Врач сдавала в окошко сопроводительный лист.

 Ангел, бывший рядом, радостно вздрогнул.
 Он был солнечно белокур, волосы до плеч, едва волнистые по длине, завитые в кольца с концов. Широкие плечи и сгущено-белый свет шел от лица его и груди – как от операционных ламп. Миня сдал нервами, сжал руку фельдшера.
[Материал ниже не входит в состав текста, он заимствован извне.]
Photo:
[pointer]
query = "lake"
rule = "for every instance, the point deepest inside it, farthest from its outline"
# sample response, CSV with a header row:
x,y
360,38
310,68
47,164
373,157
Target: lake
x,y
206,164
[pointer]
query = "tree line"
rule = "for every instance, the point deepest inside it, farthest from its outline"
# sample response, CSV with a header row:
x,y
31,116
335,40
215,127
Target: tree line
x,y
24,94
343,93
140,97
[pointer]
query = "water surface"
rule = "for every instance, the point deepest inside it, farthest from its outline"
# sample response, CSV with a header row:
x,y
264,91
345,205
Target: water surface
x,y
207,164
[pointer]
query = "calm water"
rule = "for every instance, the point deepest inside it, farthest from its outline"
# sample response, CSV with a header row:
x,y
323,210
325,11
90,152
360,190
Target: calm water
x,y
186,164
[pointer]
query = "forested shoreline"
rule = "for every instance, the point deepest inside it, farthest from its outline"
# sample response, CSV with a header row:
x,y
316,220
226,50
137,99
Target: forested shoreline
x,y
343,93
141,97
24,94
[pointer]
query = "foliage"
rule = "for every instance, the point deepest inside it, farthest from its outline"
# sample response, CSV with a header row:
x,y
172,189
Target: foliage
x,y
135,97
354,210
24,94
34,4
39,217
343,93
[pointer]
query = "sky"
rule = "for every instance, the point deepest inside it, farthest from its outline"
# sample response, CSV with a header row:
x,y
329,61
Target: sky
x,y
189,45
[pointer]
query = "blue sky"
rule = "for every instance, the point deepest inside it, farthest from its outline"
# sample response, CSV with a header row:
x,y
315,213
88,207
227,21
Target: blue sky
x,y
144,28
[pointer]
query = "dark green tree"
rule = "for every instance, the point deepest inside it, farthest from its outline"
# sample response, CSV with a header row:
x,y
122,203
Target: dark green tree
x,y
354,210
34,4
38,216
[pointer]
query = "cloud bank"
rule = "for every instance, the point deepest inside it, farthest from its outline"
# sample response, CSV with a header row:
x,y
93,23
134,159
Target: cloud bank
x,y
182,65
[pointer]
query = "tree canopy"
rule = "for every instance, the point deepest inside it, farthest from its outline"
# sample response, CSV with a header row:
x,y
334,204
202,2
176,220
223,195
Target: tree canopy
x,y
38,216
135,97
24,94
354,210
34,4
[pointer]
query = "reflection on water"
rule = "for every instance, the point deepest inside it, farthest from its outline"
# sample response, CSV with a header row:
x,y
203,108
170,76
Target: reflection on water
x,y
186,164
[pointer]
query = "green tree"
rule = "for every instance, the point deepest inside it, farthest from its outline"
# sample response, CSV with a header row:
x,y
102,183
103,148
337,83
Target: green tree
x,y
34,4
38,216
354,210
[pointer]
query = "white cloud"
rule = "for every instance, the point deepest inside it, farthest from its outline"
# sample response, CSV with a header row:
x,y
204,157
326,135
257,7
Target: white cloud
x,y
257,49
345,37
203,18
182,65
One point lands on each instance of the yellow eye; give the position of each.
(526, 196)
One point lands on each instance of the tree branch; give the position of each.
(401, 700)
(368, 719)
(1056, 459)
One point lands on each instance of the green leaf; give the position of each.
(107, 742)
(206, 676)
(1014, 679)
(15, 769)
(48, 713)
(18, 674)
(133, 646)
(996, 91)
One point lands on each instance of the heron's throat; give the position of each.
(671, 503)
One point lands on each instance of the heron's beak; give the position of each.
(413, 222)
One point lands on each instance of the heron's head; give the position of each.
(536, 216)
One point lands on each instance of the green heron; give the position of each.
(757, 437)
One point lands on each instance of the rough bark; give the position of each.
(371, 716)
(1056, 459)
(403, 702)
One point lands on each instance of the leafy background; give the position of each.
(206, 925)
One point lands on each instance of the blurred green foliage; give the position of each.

Подошла медсестра приемного отделения, стала мерять давление, градусник вдела под свитер, то-се. Уже забирали каталку к себе, отпускали сокропомощников. "Едем, Андрей!" – сказала врач. И Мине: "Поправляйтесь!"
 – Живи, отец. Ну, здравия тебе, – сказал фельдшер.
 Каталку приняли; медсестра, толкая, покатила Миню к лифту, гремела колесами по ребрам линолеума – а Миня уж мало что видел: гнуло в сон: не в смерть, но именно в сон, – и ангел молча-молча удалился, чтобы ему не мешать.
 Он приблизился к фельдшеру, выходившему из приемного. Чье-то присутствие, за правым плечом.
 Андрей обернулся. Никого не было рядом – дальше по коридору ковыляла с ведром санитарка, молодая баба – инвалидка?.. – двигались люди, мелькали скоропомощные куртки.
 Только плечами пожал.

 – Андрей! ты светишься как будто, – сказала врач уже в машине.
 – Спасибо, что шутите, – отвечал фельдшер.
 Он был чистый как крещенский полдень, несвеж от усталости, голода, нервов. Обтер лицо ладонью, выдохнул, как выдыхает человек замерзший или хвативший лишку алкоголя.
 – Тогда я звоню диспетчеру. Как думаете, дадут заехать на подстанцию? Я бы пожрал и покимарил полчаса, а главное, в сортир – с восьми утра крутимся, а?..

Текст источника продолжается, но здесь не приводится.